Mounted lazily from feature-routes-runtime.js (same pattern as quota): the module is imported on first request, not at server startup.

Known limitations

  • OpenCode's free models (opencode/big-pickle, *-free) work without a token only through OpenCode's own server — direct calls are rejected, and piggybacking on their subsidized infra is out of bounds by design. Every resolution step therefore requires a usable auth entry for the provider: a session on an unauthenticated opencode provider falls through to the global scan (or a clean 404 on a vanilla setup with no logins).

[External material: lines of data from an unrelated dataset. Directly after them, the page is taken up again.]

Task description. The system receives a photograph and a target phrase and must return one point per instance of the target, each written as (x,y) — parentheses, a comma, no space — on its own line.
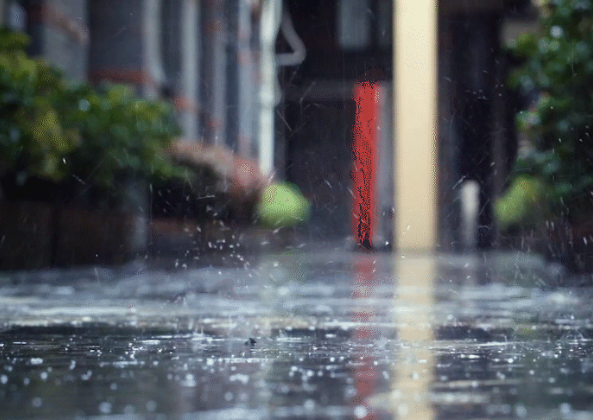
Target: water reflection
(336,335)
(413,304)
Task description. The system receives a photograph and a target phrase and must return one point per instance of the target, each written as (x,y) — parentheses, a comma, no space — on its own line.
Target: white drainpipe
(270,22)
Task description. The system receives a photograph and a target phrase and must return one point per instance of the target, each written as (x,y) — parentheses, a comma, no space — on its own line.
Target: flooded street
(301,334)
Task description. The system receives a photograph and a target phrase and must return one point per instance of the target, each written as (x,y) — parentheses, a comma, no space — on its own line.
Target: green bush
(54,130)
(32,139)
(558,63)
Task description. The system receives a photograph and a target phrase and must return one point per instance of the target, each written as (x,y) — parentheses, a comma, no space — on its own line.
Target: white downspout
(270,21)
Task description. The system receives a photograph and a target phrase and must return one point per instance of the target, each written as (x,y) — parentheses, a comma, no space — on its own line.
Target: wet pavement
(311,334)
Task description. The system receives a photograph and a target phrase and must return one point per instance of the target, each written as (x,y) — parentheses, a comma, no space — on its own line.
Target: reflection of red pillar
(363,147)
(365,375)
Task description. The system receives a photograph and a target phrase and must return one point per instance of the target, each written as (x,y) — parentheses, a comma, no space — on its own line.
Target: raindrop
(105,407)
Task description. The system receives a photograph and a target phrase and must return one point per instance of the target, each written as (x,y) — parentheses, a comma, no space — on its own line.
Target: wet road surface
(323,334)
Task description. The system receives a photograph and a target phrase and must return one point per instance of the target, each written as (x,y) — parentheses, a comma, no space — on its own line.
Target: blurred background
(95,98)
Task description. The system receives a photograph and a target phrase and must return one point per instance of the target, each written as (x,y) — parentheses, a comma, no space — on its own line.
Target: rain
(290,209)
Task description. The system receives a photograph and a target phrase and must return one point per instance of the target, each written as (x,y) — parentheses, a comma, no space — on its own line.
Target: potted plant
(75,163)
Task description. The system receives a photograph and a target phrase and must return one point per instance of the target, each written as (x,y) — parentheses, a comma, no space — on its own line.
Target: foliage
(32,139)
(558,64)
(52,129)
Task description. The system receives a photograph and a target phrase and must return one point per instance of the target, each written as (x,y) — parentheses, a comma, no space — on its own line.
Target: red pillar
(364,149)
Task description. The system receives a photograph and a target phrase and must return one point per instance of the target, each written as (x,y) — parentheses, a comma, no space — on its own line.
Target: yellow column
(415,111)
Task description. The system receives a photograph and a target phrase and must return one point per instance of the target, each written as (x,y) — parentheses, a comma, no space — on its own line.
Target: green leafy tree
(557,63)
(55,130)
(32,138)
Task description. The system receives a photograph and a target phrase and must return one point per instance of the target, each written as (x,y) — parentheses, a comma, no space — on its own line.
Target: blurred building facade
(200,54)
(205,55)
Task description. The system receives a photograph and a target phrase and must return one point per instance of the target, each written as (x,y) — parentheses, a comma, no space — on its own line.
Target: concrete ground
(310,332)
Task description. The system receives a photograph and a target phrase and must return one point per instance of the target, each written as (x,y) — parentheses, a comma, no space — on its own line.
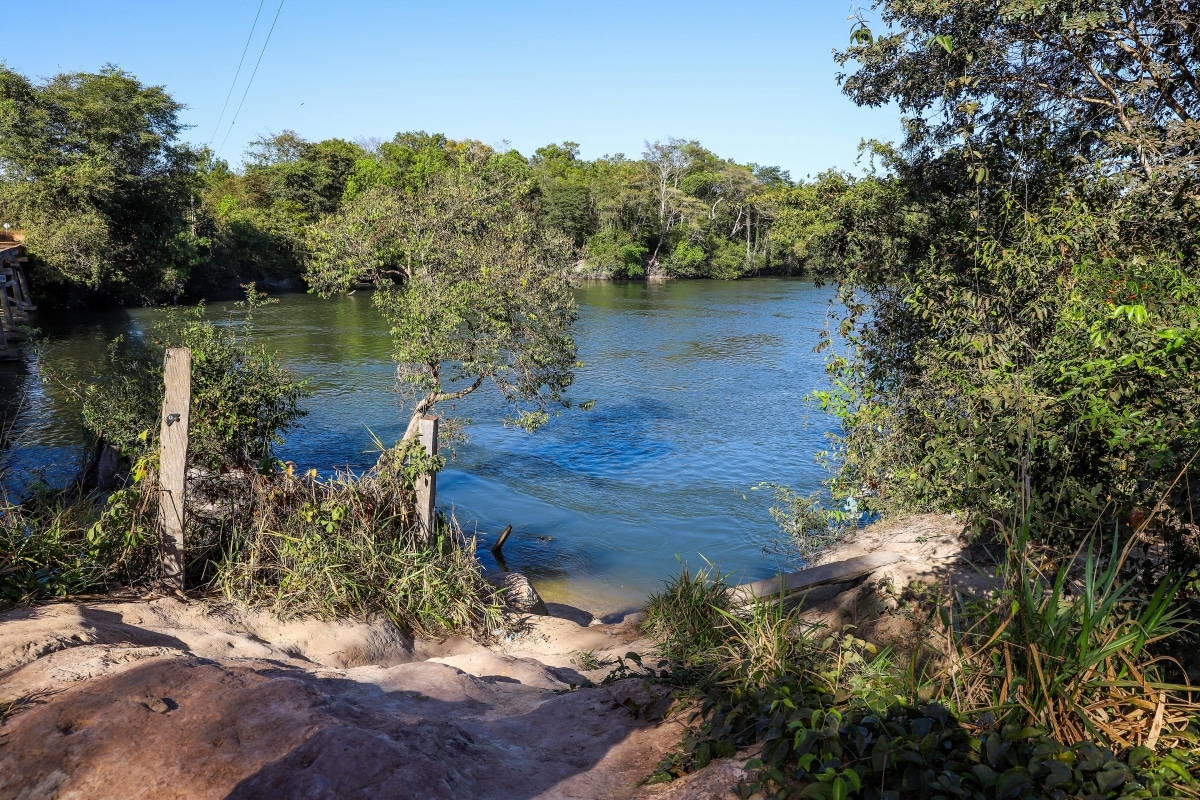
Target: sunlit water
(700,395)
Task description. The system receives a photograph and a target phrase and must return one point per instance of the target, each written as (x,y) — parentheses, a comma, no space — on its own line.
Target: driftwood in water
(177,405)
(813,577)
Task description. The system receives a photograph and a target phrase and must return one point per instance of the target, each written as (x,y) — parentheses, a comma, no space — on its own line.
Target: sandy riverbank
(192,698)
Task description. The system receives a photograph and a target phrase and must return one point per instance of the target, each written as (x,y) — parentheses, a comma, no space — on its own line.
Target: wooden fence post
(27,300)
(173,461)
(427,483)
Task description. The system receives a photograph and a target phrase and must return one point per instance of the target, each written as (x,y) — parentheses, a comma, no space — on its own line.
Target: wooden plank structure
(16,301)
(177,407)
(813,577)
(427,485)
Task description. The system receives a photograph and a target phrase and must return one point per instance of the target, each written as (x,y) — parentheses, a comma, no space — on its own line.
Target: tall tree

  • Anthropic OAuth (Claude Pro/Max) entries are not supported — OpenCode itself keeps those outside auth.json in this generation; only type: api keys work for Anthropic.

  • Amazon Bedrock, GitLab, Azure and other credential-chain providers are out of scope; they need more than a key/token (regions, resource names).

  • Responses from the codex backend are collected from the SSE stream; the endpoint itself is non-streaming by design (small utility calls).